Fueron, sin embargo, cambios muy ventajosos: los bosques, que planteaban dificultades para cazar y para relacionarse, brindaban madera en abundancia, antes un material escaso. Madera para el fuego, para construir cabañas y abrigos, para fabricar armas y utensilios. También proporcionaban alimentos como avellanas, bellotas, nueces, castañas y demás tipos de bayas, además de frutas, de rizomas, de leguminosas y gramíneas, fundamentalmente trigo y cebada silvestres, todo ello escasísimo o inexistente en los milenios glaciares del Paleolítico Superior.

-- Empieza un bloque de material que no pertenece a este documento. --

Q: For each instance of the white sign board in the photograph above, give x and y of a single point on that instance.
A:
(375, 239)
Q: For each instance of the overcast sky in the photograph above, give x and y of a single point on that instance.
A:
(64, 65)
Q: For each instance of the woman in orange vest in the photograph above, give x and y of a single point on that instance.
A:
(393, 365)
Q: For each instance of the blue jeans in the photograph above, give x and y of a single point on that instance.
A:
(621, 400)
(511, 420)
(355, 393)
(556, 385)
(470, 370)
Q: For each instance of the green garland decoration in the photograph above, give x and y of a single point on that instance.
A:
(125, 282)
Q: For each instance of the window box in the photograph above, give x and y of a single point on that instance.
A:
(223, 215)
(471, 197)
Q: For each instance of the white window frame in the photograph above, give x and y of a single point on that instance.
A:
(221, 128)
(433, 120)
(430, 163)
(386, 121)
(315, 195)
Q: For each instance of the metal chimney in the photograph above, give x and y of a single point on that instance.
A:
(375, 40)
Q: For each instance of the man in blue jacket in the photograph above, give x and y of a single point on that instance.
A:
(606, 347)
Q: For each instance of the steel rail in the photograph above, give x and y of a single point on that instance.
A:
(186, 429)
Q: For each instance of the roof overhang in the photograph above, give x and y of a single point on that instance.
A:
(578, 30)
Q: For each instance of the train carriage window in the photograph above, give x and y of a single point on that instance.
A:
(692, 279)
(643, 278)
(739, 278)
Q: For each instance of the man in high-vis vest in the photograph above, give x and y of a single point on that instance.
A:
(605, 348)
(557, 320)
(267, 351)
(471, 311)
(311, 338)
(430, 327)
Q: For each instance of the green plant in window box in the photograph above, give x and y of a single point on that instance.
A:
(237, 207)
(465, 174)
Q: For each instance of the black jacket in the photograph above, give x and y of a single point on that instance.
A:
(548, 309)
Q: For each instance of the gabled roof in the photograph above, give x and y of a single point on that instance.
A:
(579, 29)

Pero hagamos aquí un pequeño alto para aclarar la nomenclatura simplificada que emplearemos al referirnos a la Prehistoria y las fechas en las que nos moveremos, por muy discutibles que sean y por muy variables que resulten, dependiendo del lugar del que hablemos.
Christian J. Thomsen, arqueólogo, anticuario y conservador del Museo de Antigüedades de Copenhague, tenía un problema que le agobiaba desde su llegada al museo: cómo catalogar las cajas de objetos de piedra, bronce y hierro que tenía almacenados. Probablemente, aparte de su naturaleza, lo más lógico sería clasificarlos por orden de antigüedad. El problema es que ni la conocía ni tenía medios para averiguarla. Afortunadamente, en un momento determinado le llegó una partida de objetos extraídos de un mismo yacimiento, clasificados según las capas del terreno en las que habían sido hallados, de modo que, lógicamente, los encontrados en las más superficiales habían de ser más modernos que los procedentes de las capas más profundas. Por tanto, en 1836, los catalogó, de más antiguos a más modernos, en Edad de Piedra, Edad del Bronce y Edad del Hierro.
En 1865, el naturalista J. Lubbock, amigo de Darwin, avanzó un paso más en la clasificación de los objetos líticos, cuyo rasgo más llamativo consistía en que unos eran tallados y otros, pulimentados. La perfección y finura de las piezas indicaban claramente que los últimos debían de ser más modernos. Lo confirmaron algunas excavaciones en las que aparecieron útiles pétreos de ambos tipos: los de niveles más modernos estaban pulimentados; los más antiguos, tallados: de ahí surgió su clasificación en Paleolítico y Neolítico (del griego lithos, «piedra»): «Piedra antigua» y «Piedra nueva». Cuando, ya mediado el siglo XX, surgió la posibilidad de conseguir dataciones más precisas, y conforme se fueron clasificando los objetos por técnicas y estilos, se decidió abrir un periodo intermedio, el Mesolítico, edad de la «Piedra media».